One moment you’re overly conscious of your existence, painfully aware of each rasping breath you take after smoking too many cigarettes, the silent assimilation of energy inside your core, the relentless exploration of every inch of your mind like the impatient, hungry tongue of a lover snaking into your mouth. The next moment you’re fleeing down the highway with your headlight buddies – joyful, fleeting, racing, dancing, snowballing, zooming into the welcoming darkness, the end of the tunnel, the eternally evasive shadow, the very purpose of your existence.
And here I am, lost within the madness of it all. I’ve begun writing poetry and composing songs in my sleep that are beyond beautiful, and which I cannot recollect when my transcendent presence ends and the corporeal one begins. And still I persist, bound ever so strongly and grappling with the half of me that belongs in the otherworld, haunted by the daunting lights blinking to glory at dusk and the spirits beckoning me with promises of peace.
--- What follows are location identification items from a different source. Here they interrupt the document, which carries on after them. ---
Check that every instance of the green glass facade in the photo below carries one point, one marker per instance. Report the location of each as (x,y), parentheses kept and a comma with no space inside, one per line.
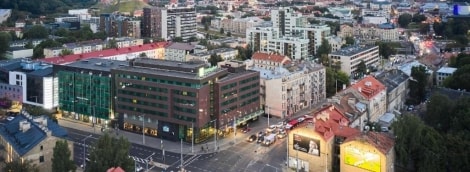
(87,94)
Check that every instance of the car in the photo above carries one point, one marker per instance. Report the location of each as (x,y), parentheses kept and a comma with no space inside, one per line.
(252,138)
(246,130)
(260,139)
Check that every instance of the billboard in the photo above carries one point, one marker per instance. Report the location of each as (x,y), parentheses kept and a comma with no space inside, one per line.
(362,159)
(307,145)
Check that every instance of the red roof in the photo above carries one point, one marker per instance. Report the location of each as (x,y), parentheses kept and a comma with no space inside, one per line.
(379,140)
(117,169)
(103,53)
(271,57)
(329,122)
(369,87)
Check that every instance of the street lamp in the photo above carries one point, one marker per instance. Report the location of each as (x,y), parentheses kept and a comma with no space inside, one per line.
(143,128)
(84,150)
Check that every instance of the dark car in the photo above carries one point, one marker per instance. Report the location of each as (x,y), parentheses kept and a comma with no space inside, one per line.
(260,140)
(252,138)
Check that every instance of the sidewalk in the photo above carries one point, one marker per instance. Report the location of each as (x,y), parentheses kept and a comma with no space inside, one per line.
(171,146)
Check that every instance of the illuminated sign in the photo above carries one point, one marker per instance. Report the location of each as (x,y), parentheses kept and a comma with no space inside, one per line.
(362,159)
(307,145)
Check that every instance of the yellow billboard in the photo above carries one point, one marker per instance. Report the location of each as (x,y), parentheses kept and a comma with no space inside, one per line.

I’ve been a recluse. I’ve gone into hiding to avoid dealing with all the messes I’ve created and separated and untangled and hung out there to dry in the sun. It’s not healing, it’s not meditation, it’s not even a break from writing I’m simply lying alive waiting for the darkness that was once my friend. Depression seems to hit and miss me by one person. I’m jealous of the hopelessness I see in other people’s eyes. I want my edge back. We were good together – a good combo, like burger and fries, like cigarettes and coffee, like masturbation and death fantasies. No, maybe not that last one. It’s so easy to want to die, it’s so easy to wipe out like a lonely little flame fluttering in the wind. I wanted to be a limerick, a dirty joke, an old ditty that plays on the radio, the tip of an iceberg. Now I know, I’m a ballad of woe, a cross between Dostoevsky and Tolstoy, and water – just water on which other things can float and rise to the surface. I almost didn’t put these thoughts into words because when I do, I become the writer, I give weight to my own existence. But finally I am leaning towards the hopeful, gravitating towards the light and contemplating the burden of those with a weightless existence. It seems like a good beginning on the path towards the end.